The funny thing was that despite the patient's room looking like a complete disaster area after the surgeon had rounded, he was known to be a perfectionist and a very gifted surgeon. I was a recent graduate and this was my first nursing job. I decided to ask him if I could attend one of his surgeries (a rather unsual operation scheduled for the next day) and he said I was welcome to. Turns out the guy loved to teach and I actually chose to come in early before evening shifts to watch another couple of his surgeries in the coming months.
Anyway, I told him about what I'd witnessed with his patients after he was done rounding and asked him if he didn't think it would be better if he'd let me know ahead of time so that I could round with him. That would also save me from having to chase him in the OR (which I noticed really annoyed him/broke his stride when I watched the surgeries) to get orders that he could have given me bedside at rounds. That was actually all it took, worked like magic :)
Emboldened by my recent success I decided to take it one step further When rounding with him (and yes, he came and fetched me beforehand) I used one of my feet to discreetly (ahem..) push a trashcan on wheels closer to him... and said with a wink that the trash will be going there eventually anyway... So why not... The guy actually had a sense of humor and lo and behold! he managed to deposit the old surgical dressings directly into the trashcan instead of as previously flinging them all around the room. Victory :)
I can understand why surgeons do this. At least on the floor that I worked they had a very short time to round multiple patients in the morning before starting the first surgery of the day. Most of them went through the floor like a whirlwind on amphetamine. I understand the stress. I think that talking to people will solve most problems though, and in this case I think that it was a win-win for us both.
brownbook
3,413 Posts
Surgeons who write few (if any) discharge orders. (Outside of signing off the generic pre-printed discharge order form.) Then you track the surgeon down ask, "When can they remove the dressing, when can they shower, when do you want their follow up appt.?" And the surgeon with an annoyed tone of voice replies, "I told them all of that in their pre-op visit!"

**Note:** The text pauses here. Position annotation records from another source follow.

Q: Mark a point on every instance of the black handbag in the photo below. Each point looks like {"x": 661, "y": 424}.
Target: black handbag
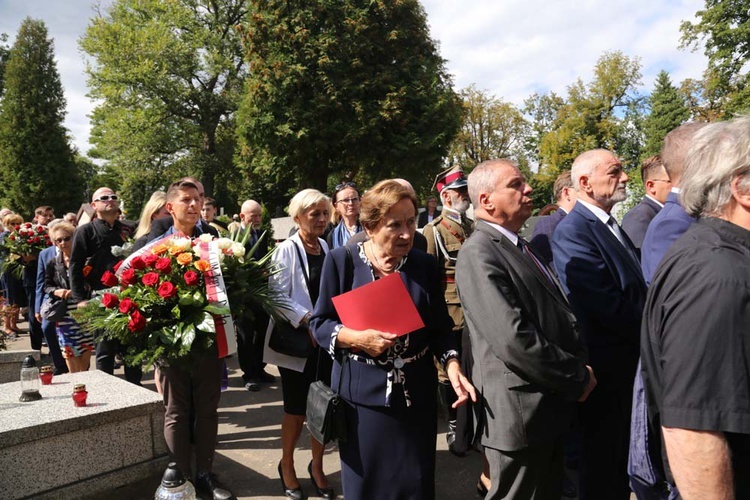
{"x": 326, "y": 412}
{"x": 326, "y": 415}
{"x": 53, "y": 308}
{"x": 288, "y": 340}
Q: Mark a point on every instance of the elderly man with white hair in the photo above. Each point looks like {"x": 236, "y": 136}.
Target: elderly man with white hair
{"x": 695, "y": 339}
{"x": 599, "y": 270}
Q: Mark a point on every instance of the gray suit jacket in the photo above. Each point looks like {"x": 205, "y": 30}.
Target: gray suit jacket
{"x": 529, "y": 358}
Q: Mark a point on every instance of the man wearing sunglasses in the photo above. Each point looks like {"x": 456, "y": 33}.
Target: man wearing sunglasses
{"x": 90, "y": 257}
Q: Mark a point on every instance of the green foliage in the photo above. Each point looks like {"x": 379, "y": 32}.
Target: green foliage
{"x": 342, "y": 89}
{"x": 491, "y": 129}
{"x": 668, "y": 111}
{"x": 36, "y": 161}
{"x": 724, "y": 29}
{"x": 168, "y": 74}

This is AFTER (because I am a smart nurse and have learned) I have asked the patient or family....."Did the Dr. tell you anything about the dressing? When to see him again? (And I love feeling like an idiot to have to ask the patient or family if they might know what the discharge instructions are!) And they say "No", or "I don't remember."
In the surgeons defense I'm sure they did tell the patient, may have even given them their standard post op sheet which covers these questions. But the patient and family forget, the pre-op appt could have been 3 - 4 weeks ago, the patient can be a little overwhelmed with information, paperwork, and lose and forget things!
NursesRmofun, ASN, RN
1,239 Posts
Docs that still like to hand write a page of orders instead of using the computer entry. At this point, WE have to enter the page of written orders into the computer...and we don't have time for it!
KatieMI, BSN, MSN, RN
1 Article; 2,675 Posts
When they only deal with what they deem their own area and pay no attention to anything else. Like, I'll give him some Tylenol for that fever, and call Neuro for stiff neck, Cardiology for HR of 120 and CCM for BP of 75/30.
Ever heard about "sepsis"?
When they kiss EBM too much. 5 anticoagulants in a single human body b/o each of them was "gold standard" for someone. It did not end good.
When they put in orders and promptly forget about them.
When they treat everyone but another MD like an idiot by definition.